Perpetually glazed drone trio Bitchin Bajas and minimalist polyrhythm manufacturing facility Pure Data Society have as soon as once more burbled up from the neon miasma the place the cosmos meets your Discogs need listing. Totality, an expansive, blissful 43-minute sluggish boat of nü-kosmische and minimalist rock, comes practically 10 years after their final full-length collaboration, 2015’s Autoimaginary. That album imagined the charged assembly between Terry Riley (circa 1964) and Terry Riley (circa 1969): The Bajas’ new-age synth gush and fluttering flutes paved the Curved Rainbow Street, Pure Data Society steadily driving their drums, harmonium, and Moroccan guimbri down the autobahn. In matching up the tangerine dreamers within the former group and the dream syndicate outsiders within the latter, it will be a problem to not produce one thing stunning. The 2 bands are deeply steeped within the Chicago experimental music neighborhood, enthralled by Twentieth-century minimalism and Solar Ra, always aiming for ecstatic peaks, and keen to journey a wavelength indefinitely.
Naturally, their second album collectively delivers all their beautiful hallmarks—heat harmonium drone, weightless synths, and Möbius strips of low finish courtesy of Pure Data Society chief Joshua Abrams. Should you anticipate a little bit extra this time round, it’s solely as a result of the bands have come so extremely far individually within the final decade. Bitchin Bajas have constantly expanded their palette. Bajas Contemporary, their 2017 profession peak, sharpened their synths into diamonds of arpeggiated euphoria; the 2021 Solar Ra tribute Switched On Ra allow them to discover extra amorphous and nocturnal zones; and 2022’s wonderful Bajacillators up to date their sound with the hyperreal blips of Laurie Spiegel’s Music Mouse software program, sounding like a connection between the Berlin faculty and Japanese ambient.
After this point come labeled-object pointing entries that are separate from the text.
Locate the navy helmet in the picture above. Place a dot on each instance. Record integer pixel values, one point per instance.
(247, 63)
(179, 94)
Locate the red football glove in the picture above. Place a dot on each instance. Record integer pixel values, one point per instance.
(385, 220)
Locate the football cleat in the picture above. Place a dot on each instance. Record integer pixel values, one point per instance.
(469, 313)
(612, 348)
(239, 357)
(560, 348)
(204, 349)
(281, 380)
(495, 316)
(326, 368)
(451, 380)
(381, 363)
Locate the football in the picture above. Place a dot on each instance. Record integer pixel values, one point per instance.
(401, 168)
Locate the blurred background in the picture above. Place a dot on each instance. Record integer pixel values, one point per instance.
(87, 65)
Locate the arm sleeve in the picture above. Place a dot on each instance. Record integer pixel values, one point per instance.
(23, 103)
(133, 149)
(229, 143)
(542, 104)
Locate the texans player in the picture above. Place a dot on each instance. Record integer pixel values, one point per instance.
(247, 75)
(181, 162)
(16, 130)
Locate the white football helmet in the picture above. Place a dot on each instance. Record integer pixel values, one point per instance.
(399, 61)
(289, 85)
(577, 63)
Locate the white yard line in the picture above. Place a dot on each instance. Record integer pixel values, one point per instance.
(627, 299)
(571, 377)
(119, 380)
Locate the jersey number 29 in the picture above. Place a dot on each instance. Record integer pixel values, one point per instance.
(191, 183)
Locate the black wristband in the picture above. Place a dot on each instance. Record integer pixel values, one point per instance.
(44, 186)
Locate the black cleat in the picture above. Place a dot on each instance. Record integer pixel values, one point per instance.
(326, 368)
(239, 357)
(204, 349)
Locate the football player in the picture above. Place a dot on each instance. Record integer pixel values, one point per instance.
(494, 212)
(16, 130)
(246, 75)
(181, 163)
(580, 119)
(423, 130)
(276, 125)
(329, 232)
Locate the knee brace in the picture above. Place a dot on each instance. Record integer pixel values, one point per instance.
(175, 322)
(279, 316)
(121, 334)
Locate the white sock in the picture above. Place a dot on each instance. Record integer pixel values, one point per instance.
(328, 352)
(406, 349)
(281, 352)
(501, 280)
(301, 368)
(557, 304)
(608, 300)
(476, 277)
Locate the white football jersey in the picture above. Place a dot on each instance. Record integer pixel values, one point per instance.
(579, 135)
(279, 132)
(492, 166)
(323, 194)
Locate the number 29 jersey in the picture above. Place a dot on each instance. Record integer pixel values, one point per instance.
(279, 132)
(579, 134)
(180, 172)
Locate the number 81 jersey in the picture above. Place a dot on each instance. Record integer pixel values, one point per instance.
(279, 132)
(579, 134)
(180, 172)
For his or her half, Pure Data Society have merely develop into certainly one of finest American rock bands going: a propulsive, celebratory dance act endlessly grooving someplace on the edges of Afrobeat, avant-jazz, Gnawa music, and Steve Reich.
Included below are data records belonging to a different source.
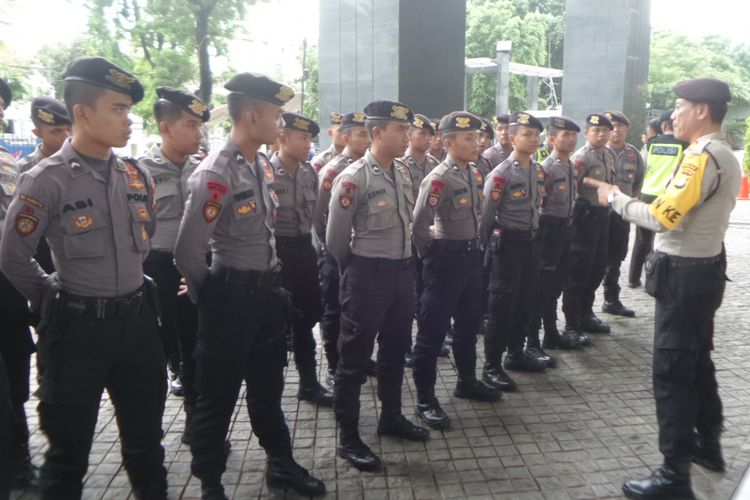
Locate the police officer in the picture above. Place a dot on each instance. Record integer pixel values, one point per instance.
(510, 219)
(556, 212)
(663, 155)
(369, 236)
(629, 177)
(241, 308)
(357, 141)
(337, 143)
(590, 230)
(179, 116)
(503, 148)
(296, 187)
(437, 150)
(16, 344)
(686, 274)
(98, 325)
(449, 198)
On Totality, NIS largely deal in environment and drama. Practically 17 minutes lengthy, the self-titled opener pulsates and throbs with specks of percussion and errant electronics, spiraling like dank, dazed, psychonautical jams within the vein of the Grateful Lifeless’s “Darkish Star” or Black Sabbath’s “Planet Caravan.” Across the 12-minute mark, Abrams kicks right into a lackadaisical 7/8 bassline and the monitor slowly morphs right into a Jon Hassell-style dance below the moonlight. Aspect B sprawler “At all times 9 Seconds Away” has a equally sleepy crawl however performs like a doom-jazz model of the reminiscence recreation Simon, its disjunctive melody rising like lichen.